In working recently in a nested VMware environment running three clusters and NSX, I ran into a jumbo frames issue with VXLAN connectivity across the clusters. I was simulating different WAN/subnet environments using an Untangle appliance as a router in the “remote” cluster site. It was interesting however, I was able to narrow down the problem was with the Untangle virtual router appliance configuration. Let’s take a look at troubleshooting NSX VXLAN jumbo frames in nested lab and the issue I ran into.
Troubleshooting NSX VXLAN jumbo frames in nested lab
A little bit of troubleshooting background I ran before diving into the Untangle appliance. Before looking into further testing, I made sure that at least at a vCenter level, everything was happy in the “installation” page which shows current status of the manager as well as controller VMs.

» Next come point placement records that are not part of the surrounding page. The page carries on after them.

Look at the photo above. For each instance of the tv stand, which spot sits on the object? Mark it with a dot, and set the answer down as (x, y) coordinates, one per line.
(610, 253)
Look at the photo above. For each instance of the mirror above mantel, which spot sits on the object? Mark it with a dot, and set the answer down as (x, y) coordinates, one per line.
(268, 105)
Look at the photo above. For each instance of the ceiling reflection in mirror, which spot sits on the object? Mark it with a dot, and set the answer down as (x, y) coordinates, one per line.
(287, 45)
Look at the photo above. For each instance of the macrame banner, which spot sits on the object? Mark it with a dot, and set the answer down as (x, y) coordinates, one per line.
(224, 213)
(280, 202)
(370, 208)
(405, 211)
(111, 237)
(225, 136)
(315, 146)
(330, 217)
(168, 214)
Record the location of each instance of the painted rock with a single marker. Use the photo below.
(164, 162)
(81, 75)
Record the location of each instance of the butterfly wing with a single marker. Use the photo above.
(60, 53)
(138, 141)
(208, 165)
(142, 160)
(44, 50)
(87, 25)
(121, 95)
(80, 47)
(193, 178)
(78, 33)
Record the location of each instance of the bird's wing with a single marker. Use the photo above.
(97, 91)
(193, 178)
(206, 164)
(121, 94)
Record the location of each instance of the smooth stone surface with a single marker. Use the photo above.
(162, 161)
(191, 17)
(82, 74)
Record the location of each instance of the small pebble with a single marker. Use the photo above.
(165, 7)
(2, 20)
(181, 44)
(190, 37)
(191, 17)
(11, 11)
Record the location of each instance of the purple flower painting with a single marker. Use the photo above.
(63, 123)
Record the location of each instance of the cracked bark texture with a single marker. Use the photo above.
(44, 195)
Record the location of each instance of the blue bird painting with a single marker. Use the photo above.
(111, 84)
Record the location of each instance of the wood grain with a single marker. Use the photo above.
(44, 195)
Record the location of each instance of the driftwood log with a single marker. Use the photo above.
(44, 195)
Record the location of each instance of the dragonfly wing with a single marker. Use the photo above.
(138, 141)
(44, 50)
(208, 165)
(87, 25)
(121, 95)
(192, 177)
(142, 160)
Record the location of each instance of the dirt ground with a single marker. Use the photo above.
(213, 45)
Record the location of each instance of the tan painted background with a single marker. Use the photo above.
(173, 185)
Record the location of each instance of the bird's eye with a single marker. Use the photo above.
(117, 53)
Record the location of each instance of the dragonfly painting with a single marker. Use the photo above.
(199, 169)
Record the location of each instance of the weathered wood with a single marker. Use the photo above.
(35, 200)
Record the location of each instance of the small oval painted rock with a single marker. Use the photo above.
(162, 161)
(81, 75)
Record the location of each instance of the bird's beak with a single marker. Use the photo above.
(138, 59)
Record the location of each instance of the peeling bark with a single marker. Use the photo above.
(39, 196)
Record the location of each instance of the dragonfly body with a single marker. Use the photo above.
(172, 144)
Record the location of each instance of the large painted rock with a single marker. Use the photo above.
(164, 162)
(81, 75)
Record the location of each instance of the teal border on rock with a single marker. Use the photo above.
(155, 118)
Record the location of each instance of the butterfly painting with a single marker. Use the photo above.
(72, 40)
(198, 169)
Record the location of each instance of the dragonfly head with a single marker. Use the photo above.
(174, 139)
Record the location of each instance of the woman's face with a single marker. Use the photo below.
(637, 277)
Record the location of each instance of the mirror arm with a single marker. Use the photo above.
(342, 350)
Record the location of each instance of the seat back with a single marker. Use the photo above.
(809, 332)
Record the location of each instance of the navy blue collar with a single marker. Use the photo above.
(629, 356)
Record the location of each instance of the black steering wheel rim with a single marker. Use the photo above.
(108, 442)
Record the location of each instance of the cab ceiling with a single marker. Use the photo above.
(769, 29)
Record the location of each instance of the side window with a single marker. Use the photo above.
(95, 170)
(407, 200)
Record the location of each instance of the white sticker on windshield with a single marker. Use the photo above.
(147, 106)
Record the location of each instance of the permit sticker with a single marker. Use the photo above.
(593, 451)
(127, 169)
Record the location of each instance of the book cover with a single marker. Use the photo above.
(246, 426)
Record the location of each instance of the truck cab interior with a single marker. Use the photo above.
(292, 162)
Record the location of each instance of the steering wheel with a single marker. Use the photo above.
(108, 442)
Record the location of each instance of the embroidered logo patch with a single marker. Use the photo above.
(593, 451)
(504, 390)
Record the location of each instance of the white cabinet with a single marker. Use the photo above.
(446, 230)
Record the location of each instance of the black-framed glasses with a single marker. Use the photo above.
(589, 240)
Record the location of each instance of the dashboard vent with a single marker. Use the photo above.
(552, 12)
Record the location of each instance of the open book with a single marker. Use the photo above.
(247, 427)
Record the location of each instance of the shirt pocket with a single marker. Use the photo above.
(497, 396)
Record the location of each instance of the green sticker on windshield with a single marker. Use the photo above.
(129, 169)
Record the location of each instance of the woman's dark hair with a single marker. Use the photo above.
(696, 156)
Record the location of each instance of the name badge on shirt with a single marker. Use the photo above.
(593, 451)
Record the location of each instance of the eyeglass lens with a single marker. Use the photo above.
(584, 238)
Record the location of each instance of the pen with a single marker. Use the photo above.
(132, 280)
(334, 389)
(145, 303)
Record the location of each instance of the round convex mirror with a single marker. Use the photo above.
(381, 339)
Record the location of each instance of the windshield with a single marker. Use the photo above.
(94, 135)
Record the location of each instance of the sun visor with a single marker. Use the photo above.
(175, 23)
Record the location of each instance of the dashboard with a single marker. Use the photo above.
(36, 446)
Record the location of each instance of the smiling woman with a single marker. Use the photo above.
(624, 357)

Moving onto actually pinging the vmkernel nics that are setup for VXLAN traffic. The process to check via ping the response between VXLAN vmnics can be achieved using the following command:
ping ++netstack=vxlan -d -s 1572 -I vmk1 <vmkernel IP address>
As you can see above, pinging the VXLAN vmkernel IP address with a jumbo frame yields no ping response. However, in using a regular sized packet, we receive a ping response as you can see below.
So, we know there is a problem with jumbo frames somewhere in the chain. I have been using Untangle virtual routers in lab environments lately, as they do everything I need them to do and they are basically point and click to setup so it makes it easy for a lab environment. However, after checking MTUs on vSwitches, etc, I started to suspect that something was going on with the router not passing jumbo frames through even though it was set to pass them as you can see below.
One thing I noticed with the Untangle virtual appliances that you can deploy with the OVA downloaded from Untangle is the network adapter type is set to Flexible. I found a post of a similar nature concerning jumbo frames not being passed in certain NIC configurations. What is ironic though the fix for me was to change from Flexible to E1000. The E1000e wasn’t an option for me even after upgrading the machine hardware to version 11 most likely do to the operating system type. The author in the link above noted that he had issues with the E1000 as opposed to the E1000e. So far for me though it has worked.
As you can see below, pings to the vmkernel nic with the large packet can return successfully.
Your mileage may vary depending on how you are setting up your lab with NSX. However, in troubleshooting NSX VXLAN jumbo frames in nested lab for me turned out to be the type of network adapter that is being used on the Untangle appliance.